Obstructive Sleep Apnea
- A narrowed airway – People with narrowed airways, either structurally or due to any underlying issue, are at higher risk of sleep apnea. Some people may have a narrow throat by birth. Conditions like enlargement of tonsils or adenoids can also block the airway, especially in young children.
- Obesity – An excess weight is considered to be a root cause of many health issues including sleep apnea. Fat deposits around the upper airway can obstruct breathing and may result in obstructive sleep apnea.
- Being male – The reasons are unknown but males are two times likely to get sleep apnea. The risk for women increases when they gain excess weight especially after menopause.
- Being old – People of all age gets sleep apnea but older adults are more likely to develop the condition.
- Family history – Having a family history of sleep apnea increases a person’s chance of developing sleep apnea.
- Substance abuse – Smoking, alcohol, sedatives, or tranquilizers all increases the risk of sleep apnea when not used in moderation. These substances relax the throat muscle and increase the chance of sleep apnea. Smokers are three times more likely to get sleep apnea than non-smokers.
- Nasal congestion – If a person has difficulty in breathing, regardless of the cause, the person is at higher risk of developing obstructive sleep apnea.
- Other medical conditions – Various medical conditions such as heart failure, high blood pressure, type 2 diabetes, lung disease, stroke, Parkinson’s disease, etc. increase the risk of obstructive sleep apnea.
Central Sleep Apnea
- Old age – An increasing age in adults increases the risk of sleep apnea.
- Being male – Male are at twice the risk of developing sleep apnea as compared to females.
- Heart disorders – Various heart disorders, like congestive heart failure, increase the risk of central sleep apnea.
- Opioid medicines – Persons who use opioid medications, used for withdrawals and cravings, are at higher risk of developing central sleep apnea in the long run.
- Stroke – A person who had a stroke is at risk of getting central sleep apnea or complex sleep apnea complex.

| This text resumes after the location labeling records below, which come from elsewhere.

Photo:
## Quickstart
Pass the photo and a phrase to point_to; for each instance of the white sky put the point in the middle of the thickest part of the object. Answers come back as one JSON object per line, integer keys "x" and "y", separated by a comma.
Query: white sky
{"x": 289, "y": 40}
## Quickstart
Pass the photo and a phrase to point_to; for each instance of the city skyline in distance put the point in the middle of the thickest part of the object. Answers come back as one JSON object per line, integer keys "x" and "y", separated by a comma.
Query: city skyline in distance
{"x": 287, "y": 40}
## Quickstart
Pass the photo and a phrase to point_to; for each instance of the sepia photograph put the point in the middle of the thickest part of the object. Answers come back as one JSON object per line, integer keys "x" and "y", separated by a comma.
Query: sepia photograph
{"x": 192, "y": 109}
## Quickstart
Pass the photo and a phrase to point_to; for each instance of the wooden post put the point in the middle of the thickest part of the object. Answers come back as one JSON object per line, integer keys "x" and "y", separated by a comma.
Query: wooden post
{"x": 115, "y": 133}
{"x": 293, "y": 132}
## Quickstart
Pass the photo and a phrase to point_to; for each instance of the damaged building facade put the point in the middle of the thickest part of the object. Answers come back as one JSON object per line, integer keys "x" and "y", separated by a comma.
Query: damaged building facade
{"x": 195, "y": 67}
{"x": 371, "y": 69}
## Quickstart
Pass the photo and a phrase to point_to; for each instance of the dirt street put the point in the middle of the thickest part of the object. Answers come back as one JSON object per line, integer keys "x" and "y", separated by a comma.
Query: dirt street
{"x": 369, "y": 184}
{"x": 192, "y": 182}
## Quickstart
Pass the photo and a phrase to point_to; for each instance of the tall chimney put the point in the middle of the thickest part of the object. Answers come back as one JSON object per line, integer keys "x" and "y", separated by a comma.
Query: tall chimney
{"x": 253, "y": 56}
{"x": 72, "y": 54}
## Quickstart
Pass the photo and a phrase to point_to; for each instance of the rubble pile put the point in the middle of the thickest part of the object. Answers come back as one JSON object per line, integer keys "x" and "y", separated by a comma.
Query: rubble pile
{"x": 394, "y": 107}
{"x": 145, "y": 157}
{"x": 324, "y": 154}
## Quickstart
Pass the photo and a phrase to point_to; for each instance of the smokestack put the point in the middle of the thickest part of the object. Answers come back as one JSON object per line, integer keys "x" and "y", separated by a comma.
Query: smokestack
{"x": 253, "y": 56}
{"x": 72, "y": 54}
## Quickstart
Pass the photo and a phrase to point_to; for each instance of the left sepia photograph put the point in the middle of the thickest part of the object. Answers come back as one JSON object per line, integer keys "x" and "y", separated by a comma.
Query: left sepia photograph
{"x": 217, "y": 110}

Complications Caused due to Sleep Apnea
The human body is a complex machine. One issue or a disease results in the occurrence of other complications. Heart problems may increase the risk of sleep apnea and sleep apnea may become a cause of other heart issues. It’s a vicious cycle. Given below are the complications caused due to sleep apnea.
- Daytime fatigue – If sleep apnea goes untreated it may result in constant daytime fatigue. Sleep, as you must know, is important for relaxing and rejuvenating the body. A person with sleep apnea struggles to get proper restoring sleep hence feels constant daytime fatigue and related issues like drowsiness, irritability, lack of concentration, etc. The more severe the sleep apnea the more impaired the daytime gets for the person.
- High blood pressure – Frequent sudden drops in blood oxygen level during sleep increases the blood pressure level for the person.
- Heart problems – Obstructive sleep apnea increases the risk of recurrent heart attacks and abnormal heartbeats. A person already having heart complications may meet sudden death due to an abnormal heartbeat.
- Stroke – A person with sleep apnea is at risk of getting a sudden stroke.
- Type 2 diabetes – Sleep apnea increases the chance of a person to get insulin resistance and type 2 diabetes.
- Liver problems – A lack of sleep due to sleep apnea may result in liver complications like non-alcoholic fatty liver disease.